Individual retirement accounts are probably the most pervasive yet least understood retirement account available. To be truly effective for our client, advisors must be able to clearly convey the features and benefits of each type of IRA, including traditional, Roth, SEP and SIMPLE. We cannot fault clients for not understanding the details of the IRA rules, because many advisors do not take the time to learn the nuances either. For advisors who are well-versed in this area, there are ample opportunities to bring value to new and existing clients.
For example, I am sure I speak for many advisors when I say that questions about Roth conversions are coming out of the woodwork this year. The MAGI limits surrounding Roth conversions have been removed for 2010, and as a result, clients are interested in finding out if they can benefit from the changes. The conversations are typically short, as realization of the potential tax consequence of the law mysteriously extinguishes interest levels very quickly. However, the conversion may still make a great deal of sense for a client who needs tax diversification; and the fact that clients have the option to pay the tax over two years, makes the process more attractive.

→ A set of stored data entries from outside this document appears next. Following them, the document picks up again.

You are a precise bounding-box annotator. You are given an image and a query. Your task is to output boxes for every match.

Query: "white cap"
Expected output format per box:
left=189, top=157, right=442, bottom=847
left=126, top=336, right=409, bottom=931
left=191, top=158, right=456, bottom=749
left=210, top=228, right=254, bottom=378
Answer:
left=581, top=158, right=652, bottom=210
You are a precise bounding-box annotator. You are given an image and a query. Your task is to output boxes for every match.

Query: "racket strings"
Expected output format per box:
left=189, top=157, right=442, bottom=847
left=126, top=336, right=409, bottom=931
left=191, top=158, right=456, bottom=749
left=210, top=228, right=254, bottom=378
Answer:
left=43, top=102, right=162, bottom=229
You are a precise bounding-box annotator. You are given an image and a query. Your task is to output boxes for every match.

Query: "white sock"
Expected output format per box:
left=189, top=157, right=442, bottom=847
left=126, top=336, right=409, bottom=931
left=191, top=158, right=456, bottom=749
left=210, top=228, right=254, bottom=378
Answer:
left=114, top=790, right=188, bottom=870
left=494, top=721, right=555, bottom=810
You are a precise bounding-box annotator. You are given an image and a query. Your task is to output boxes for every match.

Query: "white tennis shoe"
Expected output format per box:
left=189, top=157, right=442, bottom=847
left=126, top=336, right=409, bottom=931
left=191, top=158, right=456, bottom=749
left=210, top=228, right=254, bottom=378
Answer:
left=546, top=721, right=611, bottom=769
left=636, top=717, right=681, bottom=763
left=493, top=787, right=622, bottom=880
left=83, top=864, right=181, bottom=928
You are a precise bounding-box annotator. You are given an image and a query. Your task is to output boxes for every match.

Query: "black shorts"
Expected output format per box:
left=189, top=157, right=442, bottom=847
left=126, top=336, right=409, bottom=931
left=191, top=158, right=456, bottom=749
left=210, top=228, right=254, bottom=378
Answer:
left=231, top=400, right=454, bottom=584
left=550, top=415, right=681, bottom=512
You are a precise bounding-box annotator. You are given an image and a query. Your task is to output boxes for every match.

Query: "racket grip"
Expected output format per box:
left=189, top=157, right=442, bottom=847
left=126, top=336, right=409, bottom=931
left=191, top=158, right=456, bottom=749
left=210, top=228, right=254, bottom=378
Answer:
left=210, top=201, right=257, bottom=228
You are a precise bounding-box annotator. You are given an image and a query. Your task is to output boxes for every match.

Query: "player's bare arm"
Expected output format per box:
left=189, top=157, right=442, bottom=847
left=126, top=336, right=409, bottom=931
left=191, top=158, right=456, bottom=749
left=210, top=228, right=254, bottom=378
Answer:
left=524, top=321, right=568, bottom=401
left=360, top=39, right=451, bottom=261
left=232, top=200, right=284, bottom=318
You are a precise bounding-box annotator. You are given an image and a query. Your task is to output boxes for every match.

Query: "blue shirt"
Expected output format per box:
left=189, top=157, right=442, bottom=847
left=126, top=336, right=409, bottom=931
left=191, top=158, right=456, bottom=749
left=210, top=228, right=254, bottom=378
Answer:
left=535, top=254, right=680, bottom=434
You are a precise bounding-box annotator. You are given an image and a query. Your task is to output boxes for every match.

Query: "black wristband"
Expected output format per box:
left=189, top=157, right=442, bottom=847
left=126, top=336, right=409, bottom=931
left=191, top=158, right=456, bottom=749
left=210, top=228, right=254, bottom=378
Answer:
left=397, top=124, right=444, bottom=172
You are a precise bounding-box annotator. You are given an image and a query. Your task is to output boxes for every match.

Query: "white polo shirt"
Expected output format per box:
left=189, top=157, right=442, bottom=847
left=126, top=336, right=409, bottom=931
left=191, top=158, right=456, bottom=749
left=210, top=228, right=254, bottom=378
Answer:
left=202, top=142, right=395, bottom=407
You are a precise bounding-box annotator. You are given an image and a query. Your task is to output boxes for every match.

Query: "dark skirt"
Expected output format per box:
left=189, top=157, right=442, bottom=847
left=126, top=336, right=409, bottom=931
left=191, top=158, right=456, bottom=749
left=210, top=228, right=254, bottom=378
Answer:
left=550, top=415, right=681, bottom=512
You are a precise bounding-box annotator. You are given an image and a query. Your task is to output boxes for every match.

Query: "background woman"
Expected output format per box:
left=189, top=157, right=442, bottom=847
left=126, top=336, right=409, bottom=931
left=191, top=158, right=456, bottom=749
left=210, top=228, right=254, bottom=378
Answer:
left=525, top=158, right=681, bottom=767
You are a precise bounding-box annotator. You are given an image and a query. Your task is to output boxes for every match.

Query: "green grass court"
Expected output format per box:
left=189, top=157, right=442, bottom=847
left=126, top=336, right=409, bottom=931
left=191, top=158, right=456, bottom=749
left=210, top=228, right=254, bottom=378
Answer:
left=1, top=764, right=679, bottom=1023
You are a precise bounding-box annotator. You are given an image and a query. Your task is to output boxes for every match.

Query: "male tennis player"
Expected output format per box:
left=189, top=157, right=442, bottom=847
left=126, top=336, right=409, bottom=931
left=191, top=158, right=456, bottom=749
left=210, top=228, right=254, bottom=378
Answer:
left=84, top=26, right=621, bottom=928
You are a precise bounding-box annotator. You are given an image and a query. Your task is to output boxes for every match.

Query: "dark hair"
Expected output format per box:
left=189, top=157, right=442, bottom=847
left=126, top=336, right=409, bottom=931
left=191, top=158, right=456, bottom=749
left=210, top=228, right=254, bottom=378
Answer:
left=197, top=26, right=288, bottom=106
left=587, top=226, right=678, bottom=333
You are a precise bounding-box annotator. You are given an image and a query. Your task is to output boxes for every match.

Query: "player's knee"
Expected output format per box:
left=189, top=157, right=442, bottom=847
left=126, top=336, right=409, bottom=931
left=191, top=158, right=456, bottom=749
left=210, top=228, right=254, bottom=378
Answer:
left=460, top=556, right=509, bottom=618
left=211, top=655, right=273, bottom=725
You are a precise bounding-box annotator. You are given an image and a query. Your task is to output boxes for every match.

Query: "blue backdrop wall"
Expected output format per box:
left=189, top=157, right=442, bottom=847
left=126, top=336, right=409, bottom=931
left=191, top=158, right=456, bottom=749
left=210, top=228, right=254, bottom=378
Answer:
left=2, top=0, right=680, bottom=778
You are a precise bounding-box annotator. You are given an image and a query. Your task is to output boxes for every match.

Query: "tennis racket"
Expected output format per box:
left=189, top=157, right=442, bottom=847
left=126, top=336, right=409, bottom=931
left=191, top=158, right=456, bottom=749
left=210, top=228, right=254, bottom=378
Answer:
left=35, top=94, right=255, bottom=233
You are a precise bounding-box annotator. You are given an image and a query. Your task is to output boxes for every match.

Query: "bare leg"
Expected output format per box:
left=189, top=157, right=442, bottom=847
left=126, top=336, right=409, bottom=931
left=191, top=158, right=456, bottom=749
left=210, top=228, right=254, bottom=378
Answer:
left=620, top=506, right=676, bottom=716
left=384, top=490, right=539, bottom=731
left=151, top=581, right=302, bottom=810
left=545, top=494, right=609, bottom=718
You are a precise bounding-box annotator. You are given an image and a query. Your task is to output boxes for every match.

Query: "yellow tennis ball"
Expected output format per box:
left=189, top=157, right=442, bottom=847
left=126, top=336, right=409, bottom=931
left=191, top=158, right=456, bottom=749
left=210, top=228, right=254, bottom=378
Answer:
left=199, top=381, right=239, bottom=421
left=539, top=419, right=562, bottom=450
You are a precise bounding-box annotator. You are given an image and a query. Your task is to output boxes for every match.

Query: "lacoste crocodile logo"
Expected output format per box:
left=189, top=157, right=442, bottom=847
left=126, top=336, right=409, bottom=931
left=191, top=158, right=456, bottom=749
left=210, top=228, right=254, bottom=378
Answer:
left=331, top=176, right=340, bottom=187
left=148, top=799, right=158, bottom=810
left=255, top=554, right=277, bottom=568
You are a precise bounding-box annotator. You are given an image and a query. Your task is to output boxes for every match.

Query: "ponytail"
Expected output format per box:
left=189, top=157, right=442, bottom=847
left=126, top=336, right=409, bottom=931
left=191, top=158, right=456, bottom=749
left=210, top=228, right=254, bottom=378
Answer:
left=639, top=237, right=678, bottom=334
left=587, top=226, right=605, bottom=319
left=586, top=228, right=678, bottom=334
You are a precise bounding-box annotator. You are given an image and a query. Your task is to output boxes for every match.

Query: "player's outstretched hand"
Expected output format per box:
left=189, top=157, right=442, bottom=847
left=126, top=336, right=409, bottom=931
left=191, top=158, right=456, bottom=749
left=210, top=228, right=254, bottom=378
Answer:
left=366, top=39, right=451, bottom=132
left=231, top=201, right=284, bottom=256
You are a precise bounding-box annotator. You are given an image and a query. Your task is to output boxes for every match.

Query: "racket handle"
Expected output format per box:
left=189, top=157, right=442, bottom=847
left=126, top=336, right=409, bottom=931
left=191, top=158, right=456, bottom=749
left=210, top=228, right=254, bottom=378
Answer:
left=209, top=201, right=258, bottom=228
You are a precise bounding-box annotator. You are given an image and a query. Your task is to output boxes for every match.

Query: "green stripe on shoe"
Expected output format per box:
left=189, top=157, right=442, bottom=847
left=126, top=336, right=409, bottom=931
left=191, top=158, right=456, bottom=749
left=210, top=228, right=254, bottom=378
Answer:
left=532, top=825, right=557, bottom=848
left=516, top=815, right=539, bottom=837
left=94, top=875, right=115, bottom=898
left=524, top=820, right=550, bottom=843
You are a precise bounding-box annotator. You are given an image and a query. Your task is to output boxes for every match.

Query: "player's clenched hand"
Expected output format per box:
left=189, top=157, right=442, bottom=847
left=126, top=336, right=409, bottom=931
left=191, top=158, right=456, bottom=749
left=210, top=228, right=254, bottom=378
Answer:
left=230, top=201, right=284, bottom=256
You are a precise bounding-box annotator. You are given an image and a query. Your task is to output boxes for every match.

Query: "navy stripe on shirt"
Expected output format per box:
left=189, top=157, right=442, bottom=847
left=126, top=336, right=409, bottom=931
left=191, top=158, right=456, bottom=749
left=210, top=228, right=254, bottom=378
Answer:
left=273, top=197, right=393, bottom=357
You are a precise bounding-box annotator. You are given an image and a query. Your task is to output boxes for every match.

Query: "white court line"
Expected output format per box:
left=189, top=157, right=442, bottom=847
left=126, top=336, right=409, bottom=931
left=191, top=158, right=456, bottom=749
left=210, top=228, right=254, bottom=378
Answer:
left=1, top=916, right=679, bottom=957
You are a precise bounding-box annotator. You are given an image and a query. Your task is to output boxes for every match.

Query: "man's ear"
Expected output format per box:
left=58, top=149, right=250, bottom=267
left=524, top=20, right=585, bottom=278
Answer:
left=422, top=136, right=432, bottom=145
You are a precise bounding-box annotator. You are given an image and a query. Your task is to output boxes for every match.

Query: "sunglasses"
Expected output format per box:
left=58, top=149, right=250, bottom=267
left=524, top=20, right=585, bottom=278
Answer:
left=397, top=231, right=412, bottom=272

Although the income limits for regular contributions are still in place, clients who qualify should without a doubt establish a Roth account. Of course, advisors must caution their clients that future tax rates and legislation are factors to consider, though tax rates look to be on the rise, and concerns about changes to the tax-free nature of the Roth are, in my opinion, overblown. As added protection, the government actually gives you a mulligan in the form of a recharachterization should the conversion not work out.
A strategy that I suggest every advisor should take advantage of, and one that I am utilizing with my own clients, involves jumpstarting the Roth clock by doing a small conversion in the amount of $1,000 to $2,000 this year. This small conversion allows the 5-year holding period to begin on the accounts and the client can subsequently add funds according to their individual contribution schedule without being subject to the 5-year holding period on the new money. This rule also holds true for future Roth conversions or roll-overs from a Roth 401(k).
In addition, your high-income-earning clients, who are prohibited from making Roth contributions, are allowed to take advantage of a Roth conversion this year, starting the 5-year clock and putting the account in place for future benefit.